He scarfed down another bite of cheese then dragged in a ragged breath, heavy with the scent of coal and fish and muddy waters. The air was another thing no one had warned him about. Abbeville had more clean air than its inhabitants could use, but half the Parisians likely suffered from some foul lung disease after daily breathing this air.

“Charron, there you are.”

Jean Paul turned instinctively at the name, the one to which he'd been answering for five months. He couldn't say what had driven him to use a different surname when first arriving in Paris. Perhaps a desire to forget the cherished days he'd spent with his wife. Perhaps a desire to hide his anger and hatred.

But he'd little need to hide in Paris. People teemed in the streets and poured from the tenements. One got lost in the anonymity of it all, in the endless string of voices and faces and empty stomachs. And everyone was just as angry as he.

“Charron. Has your mind ceased functioning? I've been calling your name for the past block.” Jacques Lavigne, Jean Paul's friend and fellow worker, approached, his hands and clothes smeared with so much coal one couldn't identify the color beneath the grime.

He swallowed another bite of bread—what would likely be his last morsel of food until the morrow. “I was thinking.”

Jacque raised an eyebrow. “About the women at the
Palais-Royal?

“About home.”

The smile disappeared. “And why would you think of home when there's much to do in Paris? Come, you're about to miss the speech.”

“What speech?”

“Robespierre's. At the
Palais-Royal.
And have you seen this latest report from
Versailles?
” Jacques shoved a paper in front of him.

Jean Paul took the sheets from that morning's press and scanned the article, his blood burning hotter with each word he read. “She tells us to eat cake?
Cake?
” He crumpled the paper in his fist and stomped it beneath the heel of his shoe. “We have no bread, and our queen wants us to eat cake?”

Jacques grabbed his arm and tugged him down the street. “'Tis more than that. The king has called in soldiers from Flanders and Prussia and ordered them to surround the city. They'll kill us all in our sleep if we don't act.”

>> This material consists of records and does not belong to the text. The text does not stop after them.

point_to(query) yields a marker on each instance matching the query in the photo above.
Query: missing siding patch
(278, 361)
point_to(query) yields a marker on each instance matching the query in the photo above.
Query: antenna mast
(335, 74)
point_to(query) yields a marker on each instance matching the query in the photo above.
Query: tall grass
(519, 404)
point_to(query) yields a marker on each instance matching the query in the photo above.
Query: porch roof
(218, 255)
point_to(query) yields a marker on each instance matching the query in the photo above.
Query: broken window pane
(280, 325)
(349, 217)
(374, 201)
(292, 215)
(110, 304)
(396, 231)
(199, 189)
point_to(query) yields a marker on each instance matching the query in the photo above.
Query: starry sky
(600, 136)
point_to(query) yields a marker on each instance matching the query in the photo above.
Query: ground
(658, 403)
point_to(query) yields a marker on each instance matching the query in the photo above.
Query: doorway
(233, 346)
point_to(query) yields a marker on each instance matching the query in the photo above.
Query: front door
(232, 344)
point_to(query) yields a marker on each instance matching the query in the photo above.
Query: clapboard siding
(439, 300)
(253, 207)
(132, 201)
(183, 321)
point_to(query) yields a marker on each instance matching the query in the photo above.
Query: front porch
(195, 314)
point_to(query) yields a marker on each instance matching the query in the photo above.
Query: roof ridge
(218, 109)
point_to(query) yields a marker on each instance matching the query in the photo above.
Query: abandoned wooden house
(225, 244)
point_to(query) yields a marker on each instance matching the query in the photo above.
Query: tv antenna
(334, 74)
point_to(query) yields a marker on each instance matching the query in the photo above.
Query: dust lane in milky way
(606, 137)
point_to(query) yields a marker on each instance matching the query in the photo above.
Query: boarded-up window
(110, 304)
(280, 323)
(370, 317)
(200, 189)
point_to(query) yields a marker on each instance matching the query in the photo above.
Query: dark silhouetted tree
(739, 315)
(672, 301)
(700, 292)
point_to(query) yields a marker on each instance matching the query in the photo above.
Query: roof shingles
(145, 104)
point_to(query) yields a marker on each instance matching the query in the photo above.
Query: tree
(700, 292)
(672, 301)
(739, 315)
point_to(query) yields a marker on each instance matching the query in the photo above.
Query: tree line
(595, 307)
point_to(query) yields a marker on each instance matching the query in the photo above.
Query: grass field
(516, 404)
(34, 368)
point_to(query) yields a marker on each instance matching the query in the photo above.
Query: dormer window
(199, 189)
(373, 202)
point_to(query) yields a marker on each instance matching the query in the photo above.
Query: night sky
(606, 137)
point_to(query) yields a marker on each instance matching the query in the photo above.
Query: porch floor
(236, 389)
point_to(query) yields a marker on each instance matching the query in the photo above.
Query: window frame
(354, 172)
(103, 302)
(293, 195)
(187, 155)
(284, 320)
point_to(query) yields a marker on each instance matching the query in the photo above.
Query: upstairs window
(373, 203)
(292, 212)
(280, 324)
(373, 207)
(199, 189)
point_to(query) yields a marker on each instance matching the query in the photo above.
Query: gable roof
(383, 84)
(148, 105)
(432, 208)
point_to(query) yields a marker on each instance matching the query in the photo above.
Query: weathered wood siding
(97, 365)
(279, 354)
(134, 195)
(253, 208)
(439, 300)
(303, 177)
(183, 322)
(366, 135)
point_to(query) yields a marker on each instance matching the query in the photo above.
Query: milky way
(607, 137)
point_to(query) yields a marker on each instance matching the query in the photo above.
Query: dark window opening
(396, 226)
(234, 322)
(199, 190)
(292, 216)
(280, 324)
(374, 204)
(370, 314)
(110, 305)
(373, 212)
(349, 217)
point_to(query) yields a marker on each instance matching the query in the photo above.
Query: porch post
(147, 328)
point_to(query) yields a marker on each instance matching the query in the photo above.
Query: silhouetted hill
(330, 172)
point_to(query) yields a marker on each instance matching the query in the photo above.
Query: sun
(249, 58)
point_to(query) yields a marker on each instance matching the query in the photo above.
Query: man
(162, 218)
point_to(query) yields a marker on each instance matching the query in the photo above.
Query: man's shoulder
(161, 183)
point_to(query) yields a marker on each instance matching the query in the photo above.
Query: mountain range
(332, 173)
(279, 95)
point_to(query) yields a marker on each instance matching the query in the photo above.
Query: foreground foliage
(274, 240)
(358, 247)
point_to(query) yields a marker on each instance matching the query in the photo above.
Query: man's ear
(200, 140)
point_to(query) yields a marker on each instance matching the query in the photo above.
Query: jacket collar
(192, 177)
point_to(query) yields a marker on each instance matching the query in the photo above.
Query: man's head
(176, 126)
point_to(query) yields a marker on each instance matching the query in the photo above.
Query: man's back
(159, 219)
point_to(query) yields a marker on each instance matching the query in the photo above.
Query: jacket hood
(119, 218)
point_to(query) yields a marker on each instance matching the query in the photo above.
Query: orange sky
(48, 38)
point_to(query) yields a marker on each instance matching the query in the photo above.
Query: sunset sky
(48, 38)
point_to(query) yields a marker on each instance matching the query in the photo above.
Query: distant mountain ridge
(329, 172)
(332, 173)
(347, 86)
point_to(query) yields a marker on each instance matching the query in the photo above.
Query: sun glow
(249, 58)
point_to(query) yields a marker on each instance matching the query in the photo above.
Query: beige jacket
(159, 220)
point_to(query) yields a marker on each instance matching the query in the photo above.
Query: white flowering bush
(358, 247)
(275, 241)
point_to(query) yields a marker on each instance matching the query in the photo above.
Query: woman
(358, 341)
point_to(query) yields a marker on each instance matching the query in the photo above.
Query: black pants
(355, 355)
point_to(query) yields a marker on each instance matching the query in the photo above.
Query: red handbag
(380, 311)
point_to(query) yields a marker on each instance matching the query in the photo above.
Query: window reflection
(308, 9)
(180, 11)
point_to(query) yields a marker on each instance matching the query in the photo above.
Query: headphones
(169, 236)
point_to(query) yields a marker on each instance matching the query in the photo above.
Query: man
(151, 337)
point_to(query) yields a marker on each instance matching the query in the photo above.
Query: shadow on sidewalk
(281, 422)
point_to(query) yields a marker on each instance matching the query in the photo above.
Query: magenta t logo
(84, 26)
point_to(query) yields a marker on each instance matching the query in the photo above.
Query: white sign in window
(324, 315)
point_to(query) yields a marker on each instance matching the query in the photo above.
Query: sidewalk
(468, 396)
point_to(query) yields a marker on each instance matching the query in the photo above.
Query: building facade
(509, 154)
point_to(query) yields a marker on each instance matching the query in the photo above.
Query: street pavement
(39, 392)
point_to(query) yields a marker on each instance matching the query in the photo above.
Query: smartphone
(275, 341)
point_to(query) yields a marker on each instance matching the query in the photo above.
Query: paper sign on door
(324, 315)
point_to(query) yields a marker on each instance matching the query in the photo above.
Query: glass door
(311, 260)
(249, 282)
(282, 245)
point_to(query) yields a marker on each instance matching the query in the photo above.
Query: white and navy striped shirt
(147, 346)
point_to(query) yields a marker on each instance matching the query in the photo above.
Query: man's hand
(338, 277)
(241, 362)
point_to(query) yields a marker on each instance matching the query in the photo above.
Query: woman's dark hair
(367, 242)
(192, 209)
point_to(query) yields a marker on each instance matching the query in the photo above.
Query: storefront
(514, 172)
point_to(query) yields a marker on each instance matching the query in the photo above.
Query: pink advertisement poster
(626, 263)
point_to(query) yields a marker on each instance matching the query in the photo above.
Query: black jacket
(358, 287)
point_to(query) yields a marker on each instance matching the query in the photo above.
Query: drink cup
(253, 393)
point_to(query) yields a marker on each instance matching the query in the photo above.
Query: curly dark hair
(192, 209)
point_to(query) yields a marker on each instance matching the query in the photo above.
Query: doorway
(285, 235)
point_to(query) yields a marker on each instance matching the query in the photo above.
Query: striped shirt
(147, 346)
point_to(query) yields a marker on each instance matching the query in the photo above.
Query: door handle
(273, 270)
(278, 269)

“Kill us? Why? Because we haven't cake to eat?” Marie Antoinette should be stripped of her crown for such a statement. Did she think he liked being hungry, liked watching Corinne starve while the rich sat down to feast-laden tables every night?

“'Tis why we must rid France of the monarchy. Now make haste.”

And he did. Jean Paul stuffed the remainder of his bread in his pocket and quickened his steps. A mob of people had indeed gathered at the
Palais-Royal,
and Robespierre stood atop a table in the center of it all, shouting,
“Liberty, equality, fraternity!”

“Liberty, equality, fraternity,” the crowd echoed back. “Liberty, equality, fraternity.”

Jean Paul lent his own voice to the chant.

“And what shall we do about the Swiss Guard?” someone cried above the melee. “How shall we defend ourselves from the soldiers who would steal our liberty?”

“They would cut off our heads in the night before they let us be their equals,” another voice shouted.

“We must act!”

The bodies grew restless and hot around him, fists pumping the air and unintelligible voices ringing out, but the mob was no longer just men. Now women and children surrounded him, and rather than shouting for liberty, they wailed and pleaded. Robespierre no longer stood at the front of the crowd. Instead, a guillotine loomed before the people, set up on its platform for all to see when the glaring blade fell.

“Save him. Save my husband.”

“Citizen, my son is innocent. He doesn't deserve to die.”

A hand landed on his forearm, the feminine fingers slim and gentle.

He need not look to know who the hand belonged to, but he raised his gaze nonetheless. Redness rimmed Brigitte's eyes and tears streaked her cheeks. Her hair fell in dark tangles down her back, and with her free arm, she hoisted Victor on her hip. “Jean Paul. Help us, please.”

“What do you need?” His voice sounded hollow, the empty words reverberating back at him.

She blinked a fresh bead of moisture from her eyes. “You have to stop this.”

Something tugged on his coat, and he looked down to find Serge, tears streaming openly down his smooth cheeks. “They have
Papa.
They have
Papa.

“Please save him.”

Jean Paul bolted up from the bed, his chest heaving with images from the nightmare. Brigitte. Serge. Victor. The only Moreau he hadn't seen was Danielle. But then, she was probably off plotting a way to free her father rather than begging him to help.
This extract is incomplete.